И вот теперь бесстрашная ведунья, день за днём бросавшая вызов самой смерти, в голос рыдала перед иконой, попеременно произнося имена Александра, Анастасия и ещё не рожденного ребенка. Неужто пустая и почти неосуществимая угроза патрикия Калокира сумела так её напугать?

— Да он больше боярыни напуган, разве не видел, как заячий хвост дрожит! — хмыкнул в ответ на вопрос мальчугана Инвар, презрительно глядя на корсунскую крепость, в сторону которой удалился Калокир. — А вообще, ну и заварил ты кашу со своим рисунком! Ты хоть сам-то понял, что ты изобразил?

— Что увидел, то и изобразил! — пожал плечами Тойво.

— Ну-ну! — Инвар усмехнулся. — Неспроста вас, финнов, все считают колдунами. Впрочем, о чем это я, ты ведь и в самом деле из рода волхва!

— Да что в этом рисунке не то? — вспылил окончательно сбитый с толку Тойво.

— А вот что!

Инвар взял в руку уголь и обвел облако. Получилось, что над башней Сиагр развевается соколиное знамя.
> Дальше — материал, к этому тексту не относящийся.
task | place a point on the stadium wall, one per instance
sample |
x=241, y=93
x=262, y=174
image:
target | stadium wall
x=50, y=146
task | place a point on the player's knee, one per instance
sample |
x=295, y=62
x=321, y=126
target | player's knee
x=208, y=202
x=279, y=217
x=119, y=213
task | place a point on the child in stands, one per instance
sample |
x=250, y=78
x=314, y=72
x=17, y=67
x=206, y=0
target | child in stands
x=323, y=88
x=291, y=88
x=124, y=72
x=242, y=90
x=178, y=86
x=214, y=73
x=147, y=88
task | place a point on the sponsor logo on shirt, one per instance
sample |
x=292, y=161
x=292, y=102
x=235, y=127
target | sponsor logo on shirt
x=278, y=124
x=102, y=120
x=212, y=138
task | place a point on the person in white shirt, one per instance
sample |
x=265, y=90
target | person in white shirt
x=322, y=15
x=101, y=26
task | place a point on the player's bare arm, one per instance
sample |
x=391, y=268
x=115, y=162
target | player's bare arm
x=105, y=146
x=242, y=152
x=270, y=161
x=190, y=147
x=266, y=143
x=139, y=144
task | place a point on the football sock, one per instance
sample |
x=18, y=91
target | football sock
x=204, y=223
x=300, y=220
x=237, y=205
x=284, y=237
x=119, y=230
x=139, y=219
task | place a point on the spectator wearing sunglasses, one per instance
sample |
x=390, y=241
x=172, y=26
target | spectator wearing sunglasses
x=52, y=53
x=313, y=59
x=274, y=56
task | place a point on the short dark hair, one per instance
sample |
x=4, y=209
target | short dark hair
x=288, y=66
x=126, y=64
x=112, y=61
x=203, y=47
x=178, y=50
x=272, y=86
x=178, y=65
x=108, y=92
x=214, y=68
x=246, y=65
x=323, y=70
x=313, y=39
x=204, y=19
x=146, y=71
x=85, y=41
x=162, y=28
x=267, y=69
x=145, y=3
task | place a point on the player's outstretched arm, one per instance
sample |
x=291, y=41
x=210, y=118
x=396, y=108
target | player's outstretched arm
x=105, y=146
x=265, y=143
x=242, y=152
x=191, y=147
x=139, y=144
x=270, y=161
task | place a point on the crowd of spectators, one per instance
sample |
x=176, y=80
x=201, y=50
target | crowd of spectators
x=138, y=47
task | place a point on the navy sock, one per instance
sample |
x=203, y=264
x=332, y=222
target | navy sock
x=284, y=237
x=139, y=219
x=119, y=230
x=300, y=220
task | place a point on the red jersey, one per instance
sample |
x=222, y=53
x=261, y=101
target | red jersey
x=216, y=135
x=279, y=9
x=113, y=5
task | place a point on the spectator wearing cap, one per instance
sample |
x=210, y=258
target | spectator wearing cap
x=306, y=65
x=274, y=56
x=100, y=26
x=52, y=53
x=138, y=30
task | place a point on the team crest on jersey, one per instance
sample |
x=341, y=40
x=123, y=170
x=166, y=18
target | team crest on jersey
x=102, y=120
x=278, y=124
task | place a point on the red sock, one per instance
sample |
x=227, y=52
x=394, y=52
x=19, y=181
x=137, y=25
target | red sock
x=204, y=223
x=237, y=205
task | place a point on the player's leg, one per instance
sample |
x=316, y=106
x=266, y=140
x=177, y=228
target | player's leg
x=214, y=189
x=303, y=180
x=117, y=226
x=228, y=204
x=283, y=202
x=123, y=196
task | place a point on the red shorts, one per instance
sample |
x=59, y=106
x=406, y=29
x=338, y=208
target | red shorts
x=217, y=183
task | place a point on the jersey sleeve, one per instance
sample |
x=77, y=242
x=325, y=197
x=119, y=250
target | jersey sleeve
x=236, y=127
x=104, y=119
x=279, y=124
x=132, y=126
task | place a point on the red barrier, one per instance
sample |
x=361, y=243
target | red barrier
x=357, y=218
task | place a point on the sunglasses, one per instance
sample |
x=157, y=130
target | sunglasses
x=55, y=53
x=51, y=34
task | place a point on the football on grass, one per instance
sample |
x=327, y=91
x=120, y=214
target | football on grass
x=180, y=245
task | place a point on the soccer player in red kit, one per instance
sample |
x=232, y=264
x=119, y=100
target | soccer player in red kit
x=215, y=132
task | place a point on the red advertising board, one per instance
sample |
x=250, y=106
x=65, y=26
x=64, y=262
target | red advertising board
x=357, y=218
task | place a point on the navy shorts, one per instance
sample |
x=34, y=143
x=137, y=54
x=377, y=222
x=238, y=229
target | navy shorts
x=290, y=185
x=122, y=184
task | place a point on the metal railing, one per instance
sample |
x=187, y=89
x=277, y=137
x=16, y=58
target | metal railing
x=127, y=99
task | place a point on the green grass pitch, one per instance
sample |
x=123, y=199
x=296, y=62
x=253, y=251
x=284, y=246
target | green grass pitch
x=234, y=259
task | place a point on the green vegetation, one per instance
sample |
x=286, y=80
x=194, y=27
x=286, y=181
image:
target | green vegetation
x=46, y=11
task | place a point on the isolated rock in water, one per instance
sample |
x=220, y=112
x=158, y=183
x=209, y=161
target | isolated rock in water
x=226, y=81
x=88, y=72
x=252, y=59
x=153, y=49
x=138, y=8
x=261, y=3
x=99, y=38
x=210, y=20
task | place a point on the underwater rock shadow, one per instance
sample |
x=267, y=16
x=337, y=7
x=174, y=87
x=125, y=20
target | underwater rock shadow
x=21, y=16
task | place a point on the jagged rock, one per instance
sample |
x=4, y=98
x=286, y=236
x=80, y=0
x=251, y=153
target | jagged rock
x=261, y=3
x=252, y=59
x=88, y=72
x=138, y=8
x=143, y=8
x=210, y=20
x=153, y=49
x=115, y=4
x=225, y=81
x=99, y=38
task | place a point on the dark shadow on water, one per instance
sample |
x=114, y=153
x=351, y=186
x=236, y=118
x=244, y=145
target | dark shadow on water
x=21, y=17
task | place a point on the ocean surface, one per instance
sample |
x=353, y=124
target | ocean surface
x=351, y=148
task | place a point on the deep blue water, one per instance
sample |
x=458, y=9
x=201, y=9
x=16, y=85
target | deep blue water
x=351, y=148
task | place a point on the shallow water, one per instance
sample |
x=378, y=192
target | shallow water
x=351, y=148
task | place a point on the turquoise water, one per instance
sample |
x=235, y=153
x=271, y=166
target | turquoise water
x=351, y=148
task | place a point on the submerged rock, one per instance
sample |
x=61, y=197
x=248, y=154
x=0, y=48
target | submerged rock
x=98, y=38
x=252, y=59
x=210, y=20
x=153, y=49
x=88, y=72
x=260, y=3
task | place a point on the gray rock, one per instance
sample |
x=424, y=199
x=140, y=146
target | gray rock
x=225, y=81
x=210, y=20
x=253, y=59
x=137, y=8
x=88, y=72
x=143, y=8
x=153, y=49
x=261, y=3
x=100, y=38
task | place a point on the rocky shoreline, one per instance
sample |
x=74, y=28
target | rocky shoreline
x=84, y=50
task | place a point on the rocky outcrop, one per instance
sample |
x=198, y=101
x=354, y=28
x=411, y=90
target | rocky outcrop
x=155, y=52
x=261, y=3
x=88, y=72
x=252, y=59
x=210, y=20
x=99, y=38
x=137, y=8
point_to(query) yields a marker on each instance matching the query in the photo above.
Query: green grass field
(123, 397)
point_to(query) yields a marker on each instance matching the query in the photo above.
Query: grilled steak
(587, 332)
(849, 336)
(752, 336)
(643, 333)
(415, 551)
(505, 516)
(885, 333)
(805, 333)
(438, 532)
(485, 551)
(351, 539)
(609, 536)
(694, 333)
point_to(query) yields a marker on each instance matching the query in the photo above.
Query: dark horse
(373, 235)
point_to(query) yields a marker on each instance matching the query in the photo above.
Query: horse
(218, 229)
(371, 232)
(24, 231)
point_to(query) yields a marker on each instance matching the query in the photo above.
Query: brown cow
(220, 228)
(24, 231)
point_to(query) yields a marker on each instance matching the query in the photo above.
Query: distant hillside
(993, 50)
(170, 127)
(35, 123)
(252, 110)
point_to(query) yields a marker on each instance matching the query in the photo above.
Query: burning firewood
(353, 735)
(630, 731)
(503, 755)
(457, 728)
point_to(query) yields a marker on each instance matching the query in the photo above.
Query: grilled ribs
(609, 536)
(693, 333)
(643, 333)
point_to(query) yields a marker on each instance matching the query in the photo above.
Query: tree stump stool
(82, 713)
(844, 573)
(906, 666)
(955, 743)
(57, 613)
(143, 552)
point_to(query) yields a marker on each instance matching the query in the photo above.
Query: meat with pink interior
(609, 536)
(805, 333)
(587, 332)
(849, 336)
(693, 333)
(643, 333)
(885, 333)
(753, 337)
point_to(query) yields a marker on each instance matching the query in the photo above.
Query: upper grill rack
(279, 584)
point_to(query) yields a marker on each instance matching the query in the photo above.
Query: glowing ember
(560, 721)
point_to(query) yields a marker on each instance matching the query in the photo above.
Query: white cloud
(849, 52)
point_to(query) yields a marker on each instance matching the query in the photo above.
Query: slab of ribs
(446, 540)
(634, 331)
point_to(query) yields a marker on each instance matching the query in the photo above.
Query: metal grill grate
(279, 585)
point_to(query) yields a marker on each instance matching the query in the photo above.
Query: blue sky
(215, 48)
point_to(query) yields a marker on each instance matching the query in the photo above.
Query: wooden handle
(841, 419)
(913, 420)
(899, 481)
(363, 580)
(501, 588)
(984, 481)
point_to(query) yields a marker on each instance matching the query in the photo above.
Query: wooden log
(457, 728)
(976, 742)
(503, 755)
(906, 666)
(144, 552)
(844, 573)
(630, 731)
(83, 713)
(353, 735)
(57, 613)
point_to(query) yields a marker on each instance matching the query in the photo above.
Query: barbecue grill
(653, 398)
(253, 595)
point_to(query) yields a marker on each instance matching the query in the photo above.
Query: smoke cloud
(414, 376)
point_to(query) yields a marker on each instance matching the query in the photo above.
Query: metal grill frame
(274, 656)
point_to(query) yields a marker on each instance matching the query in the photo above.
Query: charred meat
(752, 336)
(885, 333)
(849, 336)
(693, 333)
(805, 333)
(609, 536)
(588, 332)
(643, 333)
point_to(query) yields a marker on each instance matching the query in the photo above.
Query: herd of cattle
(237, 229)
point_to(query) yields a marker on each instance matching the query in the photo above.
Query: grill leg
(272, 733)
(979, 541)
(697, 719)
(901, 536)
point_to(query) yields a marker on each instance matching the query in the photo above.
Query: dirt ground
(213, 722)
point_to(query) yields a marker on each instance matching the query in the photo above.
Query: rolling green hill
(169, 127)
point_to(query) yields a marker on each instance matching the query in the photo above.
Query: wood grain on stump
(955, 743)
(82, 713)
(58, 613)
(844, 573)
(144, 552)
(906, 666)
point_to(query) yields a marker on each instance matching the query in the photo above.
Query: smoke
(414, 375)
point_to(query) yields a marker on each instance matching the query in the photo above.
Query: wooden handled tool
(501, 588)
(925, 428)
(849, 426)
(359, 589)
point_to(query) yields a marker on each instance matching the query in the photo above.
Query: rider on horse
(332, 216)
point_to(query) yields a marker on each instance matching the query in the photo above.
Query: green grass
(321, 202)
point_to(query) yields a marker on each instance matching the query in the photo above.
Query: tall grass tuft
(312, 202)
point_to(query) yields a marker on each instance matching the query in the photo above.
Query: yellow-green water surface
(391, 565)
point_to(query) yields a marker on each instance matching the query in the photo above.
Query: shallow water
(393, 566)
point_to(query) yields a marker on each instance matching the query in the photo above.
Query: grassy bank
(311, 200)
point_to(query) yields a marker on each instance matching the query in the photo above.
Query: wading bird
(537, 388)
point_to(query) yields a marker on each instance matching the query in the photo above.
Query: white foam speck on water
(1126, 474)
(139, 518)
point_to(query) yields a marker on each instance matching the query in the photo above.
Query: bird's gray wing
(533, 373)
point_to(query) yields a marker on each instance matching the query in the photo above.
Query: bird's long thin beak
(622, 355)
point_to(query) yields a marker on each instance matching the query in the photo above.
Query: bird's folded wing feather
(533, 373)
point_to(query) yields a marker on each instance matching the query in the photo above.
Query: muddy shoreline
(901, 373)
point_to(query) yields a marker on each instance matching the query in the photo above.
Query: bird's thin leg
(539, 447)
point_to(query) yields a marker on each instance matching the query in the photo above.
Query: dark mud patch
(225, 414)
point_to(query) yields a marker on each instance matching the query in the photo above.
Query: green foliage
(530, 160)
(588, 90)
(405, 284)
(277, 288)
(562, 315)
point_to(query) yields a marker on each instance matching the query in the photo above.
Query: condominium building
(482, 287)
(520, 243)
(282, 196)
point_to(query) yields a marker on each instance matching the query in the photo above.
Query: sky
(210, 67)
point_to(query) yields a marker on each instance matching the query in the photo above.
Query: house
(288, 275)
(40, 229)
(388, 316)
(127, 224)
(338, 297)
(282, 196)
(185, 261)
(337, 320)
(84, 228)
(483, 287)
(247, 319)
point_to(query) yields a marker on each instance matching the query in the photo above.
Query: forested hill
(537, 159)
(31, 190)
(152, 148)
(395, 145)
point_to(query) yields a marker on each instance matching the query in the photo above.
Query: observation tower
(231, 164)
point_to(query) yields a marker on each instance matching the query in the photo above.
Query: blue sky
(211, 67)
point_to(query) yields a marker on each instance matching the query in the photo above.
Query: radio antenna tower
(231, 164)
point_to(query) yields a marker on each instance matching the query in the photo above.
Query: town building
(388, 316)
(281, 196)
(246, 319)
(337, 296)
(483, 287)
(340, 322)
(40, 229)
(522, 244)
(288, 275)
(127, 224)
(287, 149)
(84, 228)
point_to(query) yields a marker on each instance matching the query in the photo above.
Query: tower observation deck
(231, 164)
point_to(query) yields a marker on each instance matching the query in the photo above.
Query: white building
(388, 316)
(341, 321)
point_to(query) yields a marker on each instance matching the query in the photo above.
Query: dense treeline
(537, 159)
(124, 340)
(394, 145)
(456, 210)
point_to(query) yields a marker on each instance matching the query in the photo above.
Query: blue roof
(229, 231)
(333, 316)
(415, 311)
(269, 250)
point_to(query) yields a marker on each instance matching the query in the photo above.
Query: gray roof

— Теперь понял, какого ты страху навел! Ромеи и так сами не свои от беспокойства, никто ж не ведал, что у нас с хазарами все серьезно так выйдет, когда Икмор с Рогволдом, считай, без боя заняли Самкерц, стратиг, говорят, все дромоны к проливу направил, а тут еще ты со своими облаками. В Корсуни, конечно, подданных кагана называют христопродавцами, да только испанский корабль с хазарами на борту они буквально за пару дней до нашего захода в гавань выпустили. Понятно, хазары от нас не уйдут. Если не в море Русском, то в море Греческом их нагоним. Да только, понимаешь, что за дружба получается с подданными басилевса и с этим Калокиром? А ведь Святослав с ним собирается на Дунай. Не вышло бы худа. Хоть с наставником оставайся!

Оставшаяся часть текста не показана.